< Jesaja 64 >
1 Ach, scheur toch de hemel vaneen, en daal neer, Zodat de bergen voor uw aangezicht rillen;
[Utinam dirumperes cælos, et descenderes; a facie tua montes defluerent;
2 Als een vuur, dat brandhout doet vlammen, Een vuur, dat het water doet stomen: Om uw vijanden uw Naam te doen kennen, En volken voor U te doen beven,
sicut exustio ignis tabescerent, aquæ arderent igni: ut notum fieret nomen tuum inimicis tuis; a facie tua gentes turbarentur.
3 Als Gij de grootse dingen doet, waarop we niet durfden hopen,
Cum feceris mirabilia, non sustinebimus; descendisti, et a facie tua montes defluxerunt.
4 En waarvan men nog nooit had gehoord! Neen, geen oor heeft gehoord, Geen oog ooit gezien: Een God, buiten U, Die helpt, die op U hopen;
A sæculo non audierunt, neque auribus perceperunt; oculus non vidit, Deus, absque te, quæ præparasti exspectantibus te.
5 Die vreugde bereidt voor wie gerechtigheid doet, En uw wegen gedenkt! Maar nu zijt Gij toornig: wij hebben gezondigd; Zo lang al vergramd: wij waren afvallig.
Occurristi lætanti, et facienti justitiam; in viis tuis recordabuntur tui. Ecce tu iratus es, et peccavimus; in ipsis fuimus semper, et salvabimur.
6 Allen zijn wij als onreinen geworden, Heel onze deugd als een doek, door stonden bezoedeld; Als bladeren vallen wij allemaal af, Onze zonden jagen ons voort als de wind.
Et facti sumus ut immundus omnes nos, et quasi pannus menstruatæ universæ justitiæ nostræ; et cecidimus quasi folium universi, et iniquitates nostræ quasi ventus abstulerunt nos.
7 Er is niemand, die uw Naam nog aanroept, Of die op U nog durft steunen; Want Gij hebt voor ons uw aanschijn verborgen, Ons prijs gegeven aan onze schuld.
Non est qui invocet nomen tuum; qui consurgat, et teneat te. Abscondisti faciem tuam a nobis, et allisisti nos in manu iniquitatis nostræ.
8 Toch blijft Gij, Jahweh, onze Vader! Wij zijn het leem, Gij onze boetseerder; Wij allen het werk uwer handen!
Et nunc, Domine, pater noster es tu, nos vero lutum; et fictor noster tu, et opera manuum tuarum omnes nos.
9 Ach, Jahweh, wees toch niet al te vergramd, Niet altijd onze misdaad indachtig. Ach, zie op ons neer: Wij blijven toch allen uw volk!
Ne irascaris, Domine, satis, et ne ultra memineris iniquitatis nostræ; ecce, respice, populus tuus omnes nos.
10 Uw heilige steden zijn een steppe geworden, Sion een wildernis, Jerusalem een woestijn.
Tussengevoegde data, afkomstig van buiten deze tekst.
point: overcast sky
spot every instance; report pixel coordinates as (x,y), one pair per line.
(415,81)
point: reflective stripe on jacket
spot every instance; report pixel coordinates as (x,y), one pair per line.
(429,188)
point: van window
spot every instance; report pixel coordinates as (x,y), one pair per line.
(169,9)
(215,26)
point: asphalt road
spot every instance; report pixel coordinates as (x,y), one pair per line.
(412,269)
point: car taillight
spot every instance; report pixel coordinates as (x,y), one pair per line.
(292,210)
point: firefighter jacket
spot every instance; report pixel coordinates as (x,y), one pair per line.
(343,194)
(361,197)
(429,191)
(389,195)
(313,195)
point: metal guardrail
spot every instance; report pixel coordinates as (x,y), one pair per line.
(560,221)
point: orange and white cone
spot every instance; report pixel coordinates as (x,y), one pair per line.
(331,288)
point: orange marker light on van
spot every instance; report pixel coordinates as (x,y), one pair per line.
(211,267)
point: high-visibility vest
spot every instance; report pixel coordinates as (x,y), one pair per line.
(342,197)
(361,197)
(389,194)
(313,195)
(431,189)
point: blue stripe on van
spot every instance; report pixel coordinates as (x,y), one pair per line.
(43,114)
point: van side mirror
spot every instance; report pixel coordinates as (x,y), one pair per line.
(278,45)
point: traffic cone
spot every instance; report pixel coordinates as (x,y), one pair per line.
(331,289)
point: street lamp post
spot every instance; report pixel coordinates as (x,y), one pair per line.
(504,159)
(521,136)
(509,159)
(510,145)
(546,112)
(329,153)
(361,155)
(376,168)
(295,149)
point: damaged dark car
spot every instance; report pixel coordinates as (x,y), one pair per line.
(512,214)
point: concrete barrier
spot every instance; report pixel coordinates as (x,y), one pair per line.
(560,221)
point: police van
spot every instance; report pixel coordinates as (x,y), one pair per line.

Civitas Sancti tui facta est deserta, Sion deserta facta est, Jerusalem desolata est.
11 Onze heilige en heerlijke tempel, Waarin onze vaderen U hebben geloofd, Is een prooi der vlammen geworden; Al wat ons dierbaar was, ligt in puin!
Domus sanctificationis nostræ et gloriæ nostræ, ubi laudaverunt te patres nostri, facta est in exustionem ignis, et omnia desiderabilia nostra versa sunt in ruinas.
12 Kunt Gij dit alles maar toezien, o Jahweh; Maar zwijgen, ten einde toe ons vernederen?
Numquid super his continebis te, Domine; tacebis, et affliges nos vehementer?]